Graphene is pure carbon in the form of a very thin, almost transparent sheet, one atom thick. It is has high strength and high efficiency in conducting heat and electricity.
In its current form graphene is not suitable for transistors, which are the foundation of all modern electronics.
For a transistor to be technologically viable, it must be able to ‘switch off’ so that only a small electric current flows through its gate when in standby state. Graphene does not have a band gap so cannot switch off.
The research team, led by Professor Philip Hofmann from Aarhus University in Denmark, used a new material – bilayer graphene – in which two layers of graphene are placed one on top of the other, leaving a small band gap to encourage the transfer of energy between layers.
Using Artemis at STFC’s Central Laser Facility, which is based at the Rutherford Appleton Laboratory in Oxfordshire, the researchers fired ultra-short pump laser pulses at the bilayer graphene sample, boosting electrons into the conduction band.

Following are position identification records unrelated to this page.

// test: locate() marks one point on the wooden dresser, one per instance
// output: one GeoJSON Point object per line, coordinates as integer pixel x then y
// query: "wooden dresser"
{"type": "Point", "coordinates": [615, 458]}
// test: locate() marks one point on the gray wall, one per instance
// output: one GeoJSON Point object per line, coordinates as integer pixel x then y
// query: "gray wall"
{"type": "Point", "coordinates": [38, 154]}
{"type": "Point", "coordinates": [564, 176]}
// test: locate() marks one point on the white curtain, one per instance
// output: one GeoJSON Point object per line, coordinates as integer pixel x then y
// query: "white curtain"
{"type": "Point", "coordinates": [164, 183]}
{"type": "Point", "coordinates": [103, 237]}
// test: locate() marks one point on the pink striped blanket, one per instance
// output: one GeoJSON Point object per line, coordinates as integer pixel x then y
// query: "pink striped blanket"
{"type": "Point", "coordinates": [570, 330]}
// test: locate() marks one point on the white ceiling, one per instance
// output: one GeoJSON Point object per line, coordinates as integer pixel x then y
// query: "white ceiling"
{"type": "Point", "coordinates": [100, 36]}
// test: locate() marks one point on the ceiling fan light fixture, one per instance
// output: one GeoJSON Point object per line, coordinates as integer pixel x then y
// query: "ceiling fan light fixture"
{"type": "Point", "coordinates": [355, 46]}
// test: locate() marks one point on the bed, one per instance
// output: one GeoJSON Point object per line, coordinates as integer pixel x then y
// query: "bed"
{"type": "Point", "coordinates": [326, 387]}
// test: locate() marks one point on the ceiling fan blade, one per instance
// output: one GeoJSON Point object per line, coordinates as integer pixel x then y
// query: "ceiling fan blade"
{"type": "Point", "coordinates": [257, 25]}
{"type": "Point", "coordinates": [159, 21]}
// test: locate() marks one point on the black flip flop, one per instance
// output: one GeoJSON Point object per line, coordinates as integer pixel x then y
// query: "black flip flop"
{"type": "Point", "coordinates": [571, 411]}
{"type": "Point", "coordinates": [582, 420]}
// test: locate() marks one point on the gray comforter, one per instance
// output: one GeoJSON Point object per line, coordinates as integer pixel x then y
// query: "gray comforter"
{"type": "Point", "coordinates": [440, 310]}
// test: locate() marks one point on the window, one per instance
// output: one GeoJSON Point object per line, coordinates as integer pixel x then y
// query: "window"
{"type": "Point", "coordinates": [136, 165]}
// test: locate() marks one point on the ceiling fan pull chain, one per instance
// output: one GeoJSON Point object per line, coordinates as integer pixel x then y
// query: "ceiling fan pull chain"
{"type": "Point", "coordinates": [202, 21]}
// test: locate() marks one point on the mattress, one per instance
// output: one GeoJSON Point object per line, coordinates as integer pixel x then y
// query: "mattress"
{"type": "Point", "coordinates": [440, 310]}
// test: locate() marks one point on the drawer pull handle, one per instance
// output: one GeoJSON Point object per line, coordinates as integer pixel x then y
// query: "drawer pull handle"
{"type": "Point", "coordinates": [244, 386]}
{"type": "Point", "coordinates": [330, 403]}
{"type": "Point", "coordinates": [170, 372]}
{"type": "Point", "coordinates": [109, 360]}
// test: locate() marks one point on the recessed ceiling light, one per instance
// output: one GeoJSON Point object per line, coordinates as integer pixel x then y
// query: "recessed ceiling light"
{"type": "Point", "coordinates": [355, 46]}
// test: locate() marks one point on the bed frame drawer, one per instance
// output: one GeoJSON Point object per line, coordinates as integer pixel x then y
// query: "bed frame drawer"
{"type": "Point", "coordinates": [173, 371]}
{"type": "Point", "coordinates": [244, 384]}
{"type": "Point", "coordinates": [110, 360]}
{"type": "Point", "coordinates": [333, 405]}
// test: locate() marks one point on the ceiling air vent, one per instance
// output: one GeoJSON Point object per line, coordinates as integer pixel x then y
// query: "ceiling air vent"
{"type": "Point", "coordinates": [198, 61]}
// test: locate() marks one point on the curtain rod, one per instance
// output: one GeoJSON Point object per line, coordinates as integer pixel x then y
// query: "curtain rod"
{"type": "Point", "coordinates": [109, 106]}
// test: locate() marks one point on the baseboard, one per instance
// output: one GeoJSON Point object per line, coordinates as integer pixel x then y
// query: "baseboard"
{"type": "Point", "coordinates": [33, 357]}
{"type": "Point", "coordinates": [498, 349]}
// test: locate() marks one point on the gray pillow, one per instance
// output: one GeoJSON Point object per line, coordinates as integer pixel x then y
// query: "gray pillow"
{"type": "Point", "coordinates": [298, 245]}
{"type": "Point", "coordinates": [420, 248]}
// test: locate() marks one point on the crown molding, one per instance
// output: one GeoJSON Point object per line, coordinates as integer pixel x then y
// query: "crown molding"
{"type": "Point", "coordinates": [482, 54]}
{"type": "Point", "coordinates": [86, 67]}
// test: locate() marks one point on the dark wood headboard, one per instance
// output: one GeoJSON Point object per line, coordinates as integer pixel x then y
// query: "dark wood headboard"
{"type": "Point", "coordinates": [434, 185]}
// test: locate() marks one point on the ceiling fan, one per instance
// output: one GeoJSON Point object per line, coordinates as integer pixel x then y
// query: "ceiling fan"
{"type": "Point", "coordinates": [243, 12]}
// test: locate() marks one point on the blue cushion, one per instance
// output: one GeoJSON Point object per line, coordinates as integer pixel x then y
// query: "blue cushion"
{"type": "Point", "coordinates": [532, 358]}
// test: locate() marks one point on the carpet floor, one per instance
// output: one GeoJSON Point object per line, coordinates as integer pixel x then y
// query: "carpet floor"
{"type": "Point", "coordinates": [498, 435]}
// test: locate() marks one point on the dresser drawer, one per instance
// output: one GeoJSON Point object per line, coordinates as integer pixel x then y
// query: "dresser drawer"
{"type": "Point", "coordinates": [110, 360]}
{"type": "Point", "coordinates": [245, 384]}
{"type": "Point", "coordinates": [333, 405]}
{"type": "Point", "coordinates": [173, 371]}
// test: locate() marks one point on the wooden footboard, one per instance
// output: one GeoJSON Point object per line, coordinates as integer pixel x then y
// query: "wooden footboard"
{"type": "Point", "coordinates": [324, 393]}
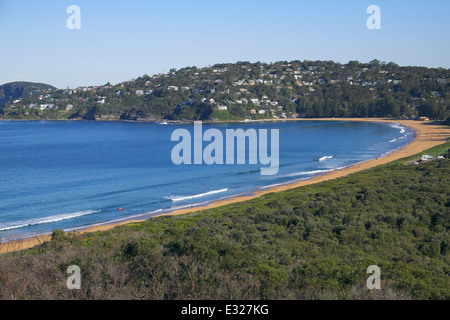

A second short, extreme ultraviolet, wavelength pulse then ejected electrons from the sample. These were collected and analysed to provide a snapshot of the energies and movement of the electrons.
“We took a series of these measurements, varying the time delay between the infrared laser pump and extreme ultraviolet probe, and sequenced them into a movie,“ said STFC’s Dr Cephise Cacho, one of the research team. “To see how the fast-moving electrons behave, each frame of the movie has to be separated by just a fraction of a billionth of a second.”
There can be imperfections in bilayer graphene as the layers sometimes become misaligned. But the researchers believe that when these imperfections are removed, there is a chance that the switch-off performance of bilayer graphene can be boosted enough to challenge silicon-based devices.
A detailed description of the work is available in the American Physical Society’s Physics Viewpoint.